Sevmiyorsam… Zorla mı kardeşim, bazı kitapları sevemedim gitti. Baloncu Dede ve üç küçük yaramaz. Resimler şahane, öykü güzel ama bir paragraf = bir cümle. Nefessiz kalıyorum şerefsizim! Bazı cümleleri pardon paragrafları bölmek zorunda kalıyorum. Ben anlamıyorum velet nasıl anlasın? Bence Feridun Oral öyküleri yazdıktan sonra Sara Şahinkanat’a metne döktürsün sonra da resimlesin. Mesela Maymun kral böyle bir çalışma, hiç sansürlüyor muyum Maymun Kralı?

Az laf çok resim ve canlandırma varsa… Al işte buna da kılım. Tombik Mavi Fil… Sürekli bir efekt! Seslendirme sanatçısı mıyım ben? İşin yoksa resim tasvir et. Ben mi yazacağım kardeşim öyküyü bir zahmet yazıverseydin bastırmadan önce.

Buraya kadar benim şahsi şımarıklıklarımı okudunuz, bir de işin Arca yönünden doğrusu var.

Hayali kahramanlar insan üstü acayip şeyler yapıyorsa… Uzman arkadaşım, bu yaşlarda örneğin uçan insanların bulunduğu öykülerden uzak durmamızı öğütlemişti. Çünkü şimdilik gerçek ile hayali ayıramıyorlar demişti. Babanenin getirdiği Peter Pan kitabını bu sebepten kaldırmak zorunda kaldım ki çok severim.

Ayrıca seri kitaplar çok sakat, bir nevi seri katil gibi. Arca taktı mı çok fena, onları bir kitaptan sayıyor. Mesela 5 tane Atakan okutuyor üst üste, sonra bir kitap daha okuyalım istiyor. Küçük Ayı büyük Ayı serisini üçlediğimizden beri, her yere üçünü götürüyoruz, her gece üçü okunuyor. Hadi bunlar üç beş tane. Tübitak’ın bilmemneyli bir gün serisini üst üste koydun mu Arca’nın boyunu geçiyor ve evet bir dönem gece yatmadan önce on kitabın tamamını okuyorduk.

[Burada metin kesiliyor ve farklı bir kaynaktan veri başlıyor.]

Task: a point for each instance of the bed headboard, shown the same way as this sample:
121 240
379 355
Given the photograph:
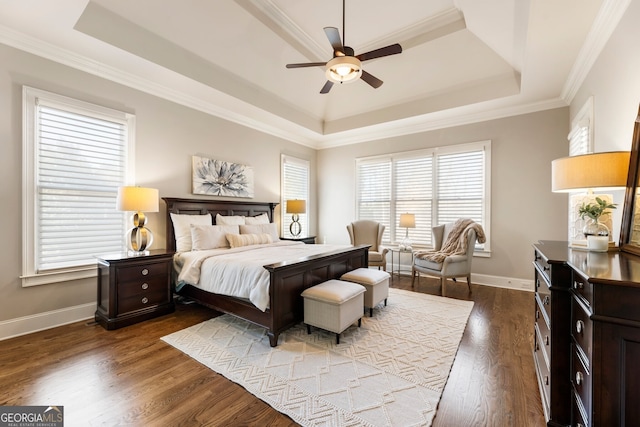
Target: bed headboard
204 206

Yine sık sık kitaplığını yere indirdiğini gördüğüm bir gün, Arca’yı çektim karşıma, “bak, kitaplarının bir kısmından sıkıldın istediklerini bulmakta zorluk çekiyorsun, gel beraber ayıralım, yenilerine yer açalım” dedim. Kabul etti. Onun kriterleri pek yalın kaldı benimkilerin yanında: “sıkıldım” – “kalsın”

Meğer epey sıkılmış birçoğundan, “sıkıldım”lar arka odaya şutlandı, “kalsın” sağlar bizimdir!

4 yorum:

Fatma dedi ki...

Oh, biz de yapabilsek bunu ama ben oyuncaklardan yana dertliyim, oynamadıklarının bir kısmını kaldırdım ama tutturuyor, tarif ediyor ısrarla istiyor oyuncağının birini, ben kaldırıp şuraya koydum demiyorum o hatayı bir kere yaptım olduğu gibi alıp odasına götürdü tekrardan.
Kitaplara gelince işime gelmeyeni kaldırıyorum sormuyorum ona çok ısrar edip isterse aaa bak burdaymış deyip çıkartıyorum ortaya:)

Fatma dedi ki...

"Hayat devam ediyor" Ayrıntı çocuk tan, Diyarbakır metin atöylesi yazmış okudun mu, dikkatini çekti mi Yeliz, fikrini almak istiyorum.

pınar dedi ki...

bu kadar mı olur yeliz, resmen aklımdan geçenleri yazıya dökmüşsün, hislerime tercüman olmuşsun. en son aldığımız ve benim beğendiğim "masal istediğin gibi bitsin" diye kitap seti var, ama 10 kitaplık. arca her gece 10'ununu da oku diye tutturmayacaksa tavsiye ederim:)

Nil dedi ki...

biz bu aralar kitap okumaya ara verdik açıkçası benim tembelliğim. gözüm kayıyor benim uykum geliyor napim :)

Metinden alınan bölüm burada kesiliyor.